Nuclear emergency plan on the way to Pontiac: In the event of a nuclear disaster at Atomic Energy of Canada Limited’s Chalk River Laboratories (CRL), Pontiac MRC has no emergency plan in place, a shortfall that disturbs Allumettes Island Mayor Denzil Spence.
“We don’t even have a plan,” he said, “and the Quebec government won’t give us any money to implement one. “We’re forgotten people up here.”
Spence, who is chairman of the Pontiac MRC emergency defence committee, said the Ontario government offers financial support to municipalities within Chalk River’s primary zone, a five-kilometre radius from the laboratories.
The regional director of civil and fire security for Quebec’s Public Security agrees that a plan has to be set up for Pontiac and it will soon become law.
“As soon as the law is decreed (new Public Security Legislation, expected to be passed before Christmas or early in the new year) all municipalities of the MRC will have to have a security plan,” says Jacques Viger. “If those municipalities need help to prepare an emergency plan, they can call us.”
Producers want one milk board: On behalf of the Pontiac milk producers, Chris Judd met Pontiac MNA Robert Middlemiss on Nov. 15 to ask the government to meet their demand for only one milk marketing board for the export of milk.
Chris Judd, owner of a dairy farm in Shawville, wants Article 20 of the law on agricultural products to be modified.

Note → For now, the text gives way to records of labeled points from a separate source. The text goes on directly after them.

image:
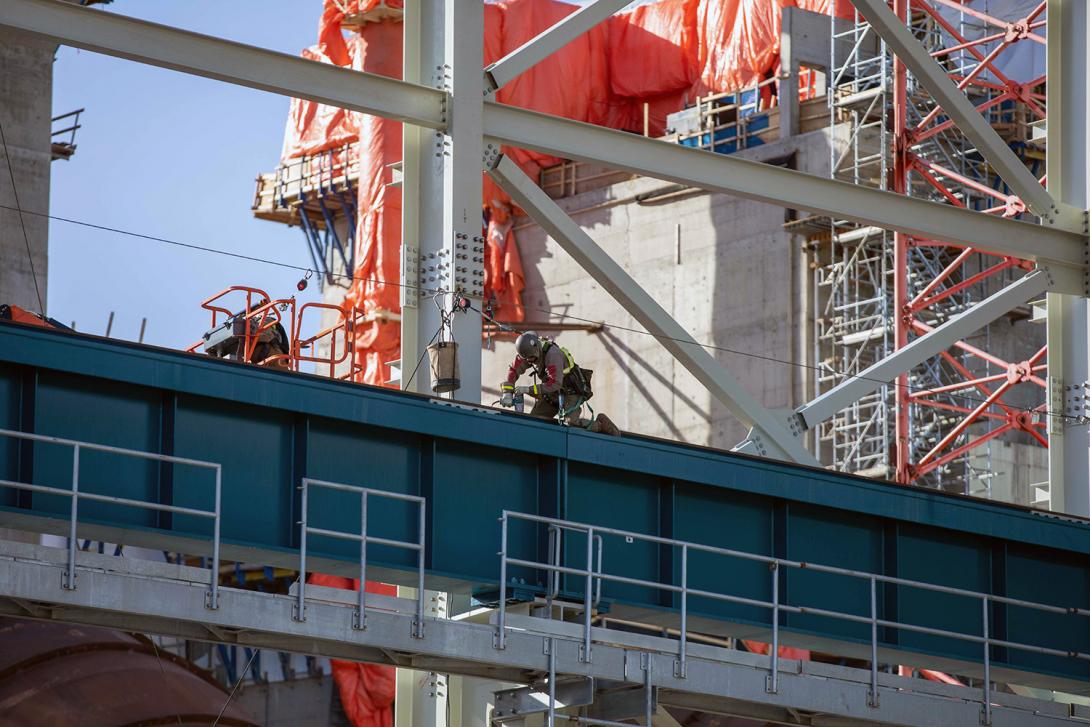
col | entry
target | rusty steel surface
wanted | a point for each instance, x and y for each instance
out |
(55, 674)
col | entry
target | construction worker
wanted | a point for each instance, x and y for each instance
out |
(562, 386)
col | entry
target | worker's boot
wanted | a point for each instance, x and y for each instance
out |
(604, 425)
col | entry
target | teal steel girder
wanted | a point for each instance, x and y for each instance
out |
(270, 428)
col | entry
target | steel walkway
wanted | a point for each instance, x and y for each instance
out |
(208, 457)
(129, 594)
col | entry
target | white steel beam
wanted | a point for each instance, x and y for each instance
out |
(225, 60)
(1068, 316)
(548, 41)
(462, 234)
(958, 107)
(753, 180)
(1063, 246)
(924, 347)
(775, 435)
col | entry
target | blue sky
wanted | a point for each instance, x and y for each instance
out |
(172, 156)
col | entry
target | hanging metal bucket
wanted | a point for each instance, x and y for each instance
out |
(444, 360)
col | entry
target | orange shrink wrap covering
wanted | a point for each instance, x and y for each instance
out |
(312, 126)
(653, 49)
(378, 231)
(785, 652)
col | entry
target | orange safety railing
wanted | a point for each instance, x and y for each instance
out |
(259, 306)
(339, 362)
(343, 329)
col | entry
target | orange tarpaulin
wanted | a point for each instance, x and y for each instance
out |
(658, 56)
(366, 690)
(661, 55)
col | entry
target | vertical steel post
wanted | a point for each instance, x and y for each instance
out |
(360, 621)
(500, 620)
(419, 626)
(682, 646)
(986, 714)
(1068, 325)
(552, 681)
(554, 559)
(901, 450)
(597, 586)
(214, 593)
(650, 695)
(70, 573)
(589, 595)
(300, 609)
(773, 683)
(873, 697)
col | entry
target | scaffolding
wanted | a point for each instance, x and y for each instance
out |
(875, 290)
(317, 193)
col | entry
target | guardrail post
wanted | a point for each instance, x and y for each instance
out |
(500, 639)
(213, 600)
(985, 715)
(872, 699)
(419, 623)
(552, 681)
(69, 581)
(360, 618)
(772, 685)
(554, 559)
(299, 610)
(649, 704)
(589, 596)
(679, 668)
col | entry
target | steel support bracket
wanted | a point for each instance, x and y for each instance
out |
(1069, 217)
(1076, 403)
(513, 704)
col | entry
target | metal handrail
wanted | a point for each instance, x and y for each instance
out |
(212, 601)
(360, 616)
(590, 572)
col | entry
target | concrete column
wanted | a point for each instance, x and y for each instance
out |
(26, 72)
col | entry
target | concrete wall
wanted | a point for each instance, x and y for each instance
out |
(26, 67)
(723, 266)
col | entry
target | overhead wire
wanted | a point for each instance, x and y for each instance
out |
(19, 209)
(435, 291)
(242, 676)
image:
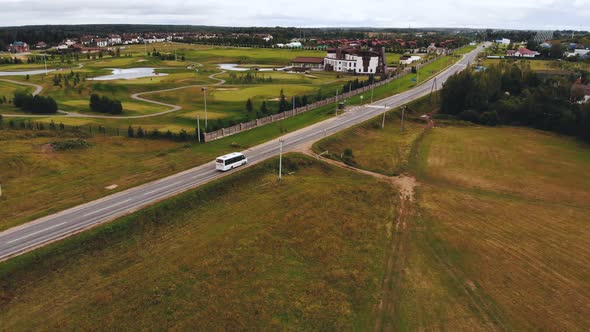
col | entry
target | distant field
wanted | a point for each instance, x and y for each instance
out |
(241, 253)
(544, 65)
(504, 214)
(7, 91)
(498, 229)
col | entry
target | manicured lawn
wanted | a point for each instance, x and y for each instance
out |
(244, 252)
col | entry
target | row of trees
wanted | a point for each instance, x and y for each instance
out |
(103, 104)
(72, 77)
(514, 95)
(35, 104)
(248, 78)
(10, 61)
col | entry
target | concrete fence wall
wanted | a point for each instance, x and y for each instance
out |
(211, 136)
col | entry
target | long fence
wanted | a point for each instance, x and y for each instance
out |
(211, 136)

Under Article 20, introduced by the minister of agriculture M. Rémi Trudel, milk producers have to go through two marketing boards in order to export milk.

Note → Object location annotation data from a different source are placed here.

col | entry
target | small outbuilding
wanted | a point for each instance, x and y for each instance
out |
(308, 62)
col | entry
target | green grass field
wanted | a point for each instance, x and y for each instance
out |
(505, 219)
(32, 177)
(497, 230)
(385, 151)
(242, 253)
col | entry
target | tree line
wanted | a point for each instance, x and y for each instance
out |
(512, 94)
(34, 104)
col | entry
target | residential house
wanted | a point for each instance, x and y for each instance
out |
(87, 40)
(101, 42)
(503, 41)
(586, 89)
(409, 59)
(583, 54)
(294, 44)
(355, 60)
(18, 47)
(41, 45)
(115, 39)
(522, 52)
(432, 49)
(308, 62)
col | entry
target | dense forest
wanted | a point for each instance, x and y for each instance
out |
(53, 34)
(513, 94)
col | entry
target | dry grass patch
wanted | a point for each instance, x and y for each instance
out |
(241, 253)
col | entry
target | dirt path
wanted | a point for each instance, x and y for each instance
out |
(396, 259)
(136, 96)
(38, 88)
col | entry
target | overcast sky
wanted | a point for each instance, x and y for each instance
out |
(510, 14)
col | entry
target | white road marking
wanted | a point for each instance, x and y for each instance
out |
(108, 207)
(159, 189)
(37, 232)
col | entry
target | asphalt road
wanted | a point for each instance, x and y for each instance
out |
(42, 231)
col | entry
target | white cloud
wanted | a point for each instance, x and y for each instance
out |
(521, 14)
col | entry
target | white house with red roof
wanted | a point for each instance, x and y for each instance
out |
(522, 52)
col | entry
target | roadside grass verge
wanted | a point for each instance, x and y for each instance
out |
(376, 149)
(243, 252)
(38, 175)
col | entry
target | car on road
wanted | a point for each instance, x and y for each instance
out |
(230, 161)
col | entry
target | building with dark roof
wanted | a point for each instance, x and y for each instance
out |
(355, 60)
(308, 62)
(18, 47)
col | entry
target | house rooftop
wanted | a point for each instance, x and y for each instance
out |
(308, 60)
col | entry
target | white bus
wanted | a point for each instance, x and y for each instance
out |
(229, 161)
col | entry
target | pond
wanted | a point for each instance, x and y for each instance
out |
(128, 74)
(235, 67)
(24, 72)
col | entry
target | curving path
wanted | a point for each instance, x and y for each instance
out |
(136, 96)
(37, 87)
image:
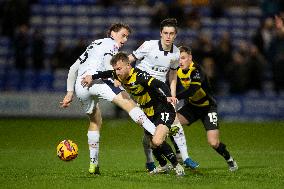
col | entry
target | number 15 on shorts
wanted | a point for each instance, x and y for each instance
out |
(213, 117)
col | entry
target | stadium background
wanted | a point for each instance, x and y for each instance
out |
(249, 87)
(235, 41)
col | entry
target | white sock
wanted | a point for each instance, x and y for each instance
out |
(139, 117)
(93, 141)
(147, 148)
(181, 141)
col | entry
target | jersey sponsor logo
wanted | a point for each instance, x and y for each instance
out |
(144, 75)
(160, 69)
(115, 48)
(196, 76)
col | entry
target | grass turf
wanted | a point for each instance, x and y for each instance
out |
(28, 156)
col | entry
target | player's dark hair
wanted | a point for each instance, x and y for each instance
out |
(117, 27)
(169, 22)
(185, 49)
(119, 56)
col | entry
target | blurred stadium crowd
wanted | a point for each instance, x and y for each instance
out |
(235, 41)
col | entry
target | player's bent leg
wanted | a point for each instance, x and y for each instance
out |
(160, 135)
(213, 140)
(93, 139)
(180, 140)
(146, 141)
(123, 100)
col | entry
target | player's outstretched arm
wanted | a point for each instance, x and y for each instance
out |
(279, 22)
(88, 79)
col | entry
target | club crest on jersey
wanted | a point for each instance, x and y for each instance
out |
(196, 76)
(115, 48)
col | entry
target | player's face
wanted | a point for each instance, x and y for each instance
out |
(185, 60)
(122, 69)
(121, 36)
(168, 35)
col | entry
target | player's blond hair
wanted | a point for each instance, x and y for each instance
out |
(119, 56)
(169, 22)
(117, 27)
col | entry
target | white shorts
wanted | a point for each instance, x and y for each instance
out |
(101, 89)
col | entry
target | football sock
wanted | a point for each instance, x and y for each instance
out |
(147, 148)
(159, 156)
(167, 151)
(93, 141)
(175, 144)
(139, 117)
(180, 141)
(223, 151)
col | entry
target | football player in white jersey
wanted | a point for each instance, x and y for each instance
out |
(159, 58)
(97, 58)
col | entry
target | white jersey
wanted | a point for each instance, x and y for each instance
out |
(153, 59)
(96, 58)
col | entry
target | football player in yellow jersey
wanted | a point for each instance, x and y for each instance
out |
(193, 87)
(153, 97)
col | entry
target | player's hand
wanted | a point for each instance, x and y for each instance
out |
(116, 83)
(278, 22)
(67, 100)
(87, 81)
(172, 100)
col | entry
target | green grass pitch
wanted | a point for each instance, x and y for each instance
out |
(28, 156)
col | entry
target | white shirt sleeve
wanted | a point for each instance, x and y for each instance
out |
(175, 62)
(107, 59)
(142, 51)
(72, 75)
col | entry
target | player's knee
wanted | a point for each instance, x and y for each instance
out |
(214, 143)
(157, 141)
(146, 141)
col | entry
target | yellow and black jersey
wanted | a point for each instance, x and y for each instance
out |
(148, 92)
(193, 85)
(144, 89)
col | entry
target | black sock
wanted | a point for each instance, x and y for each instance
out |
(223, 151)
(175, 144)
(167, 151)
(159, 156)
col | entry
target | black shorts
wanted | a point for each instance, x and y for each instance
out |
(208, 115)
(164, 113)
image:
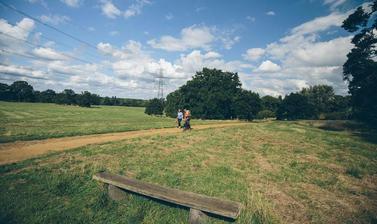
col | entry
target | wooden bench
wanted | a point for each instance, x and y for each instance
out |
(196, 202)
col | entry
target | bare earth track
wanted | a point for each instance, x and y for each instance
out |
(22, 150)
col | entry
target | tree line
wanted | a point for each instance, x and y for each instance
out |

According to Judd, having two marketing boards breaks the basic principle of the system that allows the producers to market their milk through one board in order to have a fair and equal access for the producers and the processors.
“Both the producers and the companies that process milk don’t want to go through two marketing boards,” said Judd. “We [the producers] are afraid it will undermine the system and we don’t want milk products on the black market.”
Milk producers, like Judd, have contested that the unified marketing of milk in the province allows the producers to get a fair price for their milk without a subsidy from the provincial government, according to the income of farmers.
Also, stable income in Quebec, tax payers as well as the consumers benefit from the system. The access levy for volume increases for dairy producers is 18 per cent lower in Canada.